The role of carbon transition risks in corporate strategic decisions (with Franziska Hittmair at MIT)
In this research project, we delve into the relationship between non-market risks and corporate-level strategy in the context of increasing carbon transition risks associated with carbon emissions. The proposal for this project was awarded the esteemed Research in Strategic Management Program (RSM) grant.
2. Local ownership and facility environmental performance (with Jiao Luo, University of Minnesota)
This research project is based on my doctoral dissertation. In this project, we study the impact of corporate ownership and community conditions on firm environmental pollution. While the existing literature often thinks of environmental pollution as a unitary construct, we emphasize the distinction between toxic emissions, which have immediate but locally bounded impact, and greenhouse gas (GHG) emissions which have gradual but global impact, producing climate change. Leveraging within-facility changes in ownership status, we show that locally owned firms have lower levels of toxic emissions, but they are also less likely to report GHG emissions, and have higher levels of such emissions when they do report them, with these effects being stronger where the owner is not only headquartered locally, but has operations limited to that state.
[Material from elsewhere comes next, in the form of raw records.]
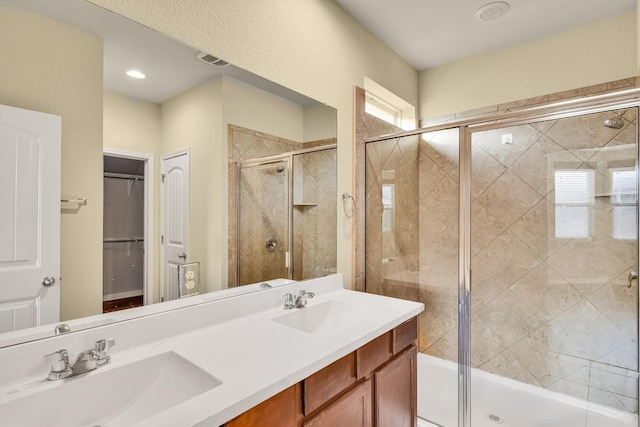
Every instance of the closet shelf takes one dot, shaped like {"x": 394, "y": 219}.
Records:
{"x": 123, "y": 240}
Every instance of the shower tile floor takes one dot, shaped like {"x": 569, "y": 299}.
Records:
{"x": 498, "y": 401}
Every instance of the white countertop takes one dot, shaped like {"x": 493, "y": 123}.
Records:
{"x": 255, "y": 357}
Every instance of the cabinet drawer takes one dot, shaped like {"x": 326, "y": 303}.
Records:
{"x": 327, "y": 383}
{"x": 353, "y": 409}
{"x": 405, "y": 334}
{"x": 373, "y": 354}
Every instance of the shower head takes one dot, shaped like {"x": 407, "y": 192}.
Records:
{"x": 616, "y": 122}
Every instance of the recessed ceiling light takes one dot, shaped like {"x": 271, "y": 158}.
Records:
{"x": 492, "y": 11}
{"x": 136, "y": 74}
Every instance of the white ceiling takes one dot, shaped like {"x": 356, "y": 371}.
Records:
{"x": 428, "y": 33}
{"x": 171, "y": 67}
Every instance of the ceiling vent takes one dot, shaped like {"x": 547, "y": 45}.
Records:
{"x": 210, "y": 59}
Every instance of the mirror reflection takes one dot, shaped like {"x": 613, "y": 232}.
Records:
{"x": 161, "y": 161}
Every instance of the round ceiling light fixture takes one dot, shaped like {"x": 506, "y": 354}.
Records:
{"x": 492, "y": 11}
{"x": 136, "y": 74}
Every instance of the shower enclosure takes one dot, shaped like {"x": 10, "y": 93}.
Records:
{"x": 286, "y": 216}
{"x": 519, "y": 234}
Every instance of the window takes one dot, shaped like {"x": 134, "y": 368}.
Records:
{"x": 575, "y": 197}
{"x": 623, "y": 200}
{"x": 387, "y": 106}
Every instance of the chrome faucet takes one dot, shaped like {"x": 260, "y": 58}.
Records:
{"x": 86, "y": 361}
{"x": 298, "y": 301}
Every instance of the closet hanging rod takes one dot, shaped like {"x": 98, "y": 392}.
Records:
{"x": 131, "y": 240}
{"x": 81, "y": 201}
{"x": 123, "y": 176}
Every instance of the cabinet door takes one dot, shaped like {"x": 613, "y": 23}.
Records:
{"x": 284, "y": 410}
{"x": 352, "y": 409}
{"x": 396, "y": 392}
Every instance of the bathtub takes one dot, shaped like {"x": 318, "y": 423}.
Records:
{"x": 502, "y": 402}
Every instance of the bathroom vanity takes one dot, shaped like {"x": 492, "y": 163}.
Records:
{"x": 373, "y": 385}
{"x": 237, "y": 361}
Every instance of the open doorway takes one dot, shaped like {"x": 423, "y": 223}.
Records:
{"x": 127, "y": 254}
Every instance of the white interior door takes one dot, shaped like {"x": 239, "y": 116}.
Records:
{"x": 175, "y": 220}
{"x": 29, "y": 218}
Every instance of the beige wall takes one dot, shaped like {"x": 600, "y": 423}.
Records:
{"x": 320, "y": 122}
{"x": 57, "y": 69}
{"x": 591, "y": 54}
{"x": 312, "y": 46}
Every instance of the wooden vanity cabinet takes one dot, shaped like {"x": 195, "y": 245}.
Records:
{"x": 376, "y": 385}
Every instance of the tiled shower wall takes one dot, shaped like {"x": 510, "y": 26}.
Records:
{"x": 319, "y": 183}
{"x": 314, "y": 214}
{"x": 551, "y": 304}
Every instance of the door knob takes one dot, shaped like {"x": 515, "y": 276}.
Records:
{"x": 48, "y": 281}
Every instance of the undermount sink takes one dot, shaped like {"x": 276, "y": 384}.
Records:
{"x": 324, "y": 319}
{"x": 113, "y": 397}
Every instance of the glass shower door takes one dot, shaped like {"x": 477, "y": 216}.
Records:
{"x": 554, "y": 256}
{"x": 263, "y": 222}
{"x": 412, "y": 252}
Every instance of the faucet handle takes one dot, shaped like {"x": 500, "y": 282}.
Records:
{"x": 59, "y": 362}
{"x": 303, "y": 296}
{"x": 288, "y": 301}
{"x": 102, "y": 348}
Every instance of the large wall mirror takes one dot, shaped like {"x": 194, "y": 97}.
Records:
{"x": 259, "y": 161}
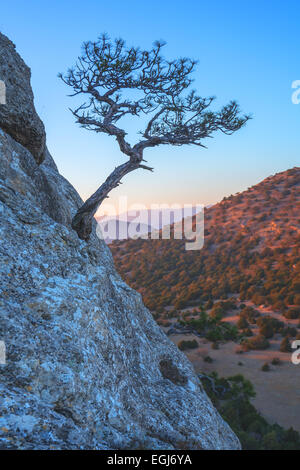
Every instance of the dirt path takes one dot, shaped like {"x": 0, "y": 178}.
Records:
{"x": 277, "y": 391}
These results suggest that while the pressures of local embeddedness may drive firms to be more environmentally responsible towards their local community, they also make firms more indifferent to their global environmental impact.
Main data sets: US EPA Greenhouse Gas Reporting Program (GHGRP) and Toxic Release Inventory (TRI)
The earlier version of the paper was among finalists of That's interesting award of the AIB 2021
3. Quasi-Replication of King and Shaver (2001) (with Franziska Hittmair at MIT)
In this research project, we not only replicate King and Shaver (2001) but also aim to provide practical guidance to scholars studying firm sustainable performance on what to consider in selection of empirical contexts.
4. The environmental implications of facility unionization (with Dong Hyun Shin, City Univ. of Hong Kong)
In this research project, we explore the implications of facility unionization on facility environmental performance, using US EPA TRI database and Federal Mediation and Conciliation Service (FMCS). Preliminary results are available upon request.